Aspiration pneumonia is more a consequence of the disease rather than being directly attributable to the surgery. This complication occurs due to progression of the loss of nerve function to the larynx, causing a reduction in the sensitivity of the gag reflex. Some disruption to the muscle tone of the oesophagus is also recognised in some affected dogs. The risk for a dog to develop aspiration pneumonia is highest in the 6 months after surgery, and often occurs when the dog is recumbent (e.g. sleeping).
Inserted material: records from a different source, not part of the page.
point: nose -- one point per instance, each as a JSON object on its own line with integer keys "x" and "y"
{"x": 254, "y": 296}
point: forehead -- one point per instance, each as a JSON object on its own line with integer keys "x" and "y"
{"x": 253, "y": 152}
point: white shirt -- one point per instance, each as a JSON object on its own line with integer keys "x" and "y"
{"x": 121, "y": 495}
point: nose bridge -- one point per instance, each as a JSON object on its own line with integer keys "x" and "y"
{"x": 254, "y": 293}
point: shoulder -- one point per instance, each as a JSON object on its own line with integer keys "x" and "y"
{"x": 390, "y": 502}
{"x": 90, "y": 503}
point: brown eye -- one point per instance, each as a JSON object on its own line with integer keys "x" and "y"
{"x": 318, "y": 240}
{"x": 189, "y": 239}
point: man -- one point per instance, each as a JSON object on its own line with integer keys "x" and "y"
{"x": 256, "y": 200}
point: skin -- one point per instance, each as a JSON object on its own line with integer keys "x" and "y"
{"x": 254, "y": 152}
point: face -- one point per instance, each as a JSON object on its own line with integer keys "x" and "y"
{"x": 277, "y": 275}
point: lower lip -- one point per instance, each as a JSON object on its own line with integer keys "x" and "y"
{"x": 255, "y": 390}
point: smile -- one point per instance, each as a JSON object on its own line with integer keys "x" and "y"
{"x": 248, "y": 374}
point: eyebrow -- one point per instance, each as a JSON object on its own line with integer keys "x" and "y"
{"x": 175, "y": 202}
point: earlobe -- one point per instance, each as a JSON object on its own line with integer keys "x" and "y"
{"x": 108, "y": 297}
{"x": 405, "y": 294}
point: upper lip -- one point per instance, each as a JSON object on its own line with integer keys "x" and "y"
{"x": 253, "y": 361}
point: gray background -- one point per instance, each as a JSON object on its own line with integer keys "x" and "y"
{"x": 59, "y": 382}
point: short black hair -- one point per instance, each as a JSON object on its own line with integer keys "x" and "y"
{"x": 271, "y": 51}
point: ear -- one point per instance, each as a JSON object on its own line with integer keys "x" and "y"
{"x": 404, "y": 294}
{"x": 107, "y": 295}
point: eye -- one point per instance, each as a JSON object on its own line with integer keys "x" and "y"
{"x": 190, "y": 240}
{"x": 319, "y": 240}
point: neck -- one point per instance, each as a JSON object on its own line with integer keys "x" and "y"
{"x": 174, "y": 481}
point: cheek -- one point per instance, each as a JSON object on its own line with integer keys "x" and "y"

Aspiration pneumonia can usually be successfully treated, but is a serious illness for an elderly dog to deal with. Prompt and aggressive treatment with antibiotics, fluid support and nursing care is important.

Recurrence of signs

A small proportion of dogs (<10%) may have a relapse of clinical signs in the weeks or months following surgery. In these animals, this may be because the suture holding the vocal fold open has failed prematurely, causing the airway to become restricted again. The cartilage in the older larynx can be very fragile and brittle, and the suture may fail to hold securely. The risk of this complication is highest in the first week or so after surgery. Although it is frustrating when this complication occurs, it is usually possible to rectify the problem by resuturing the original side, or operating on the opposite vocal fold.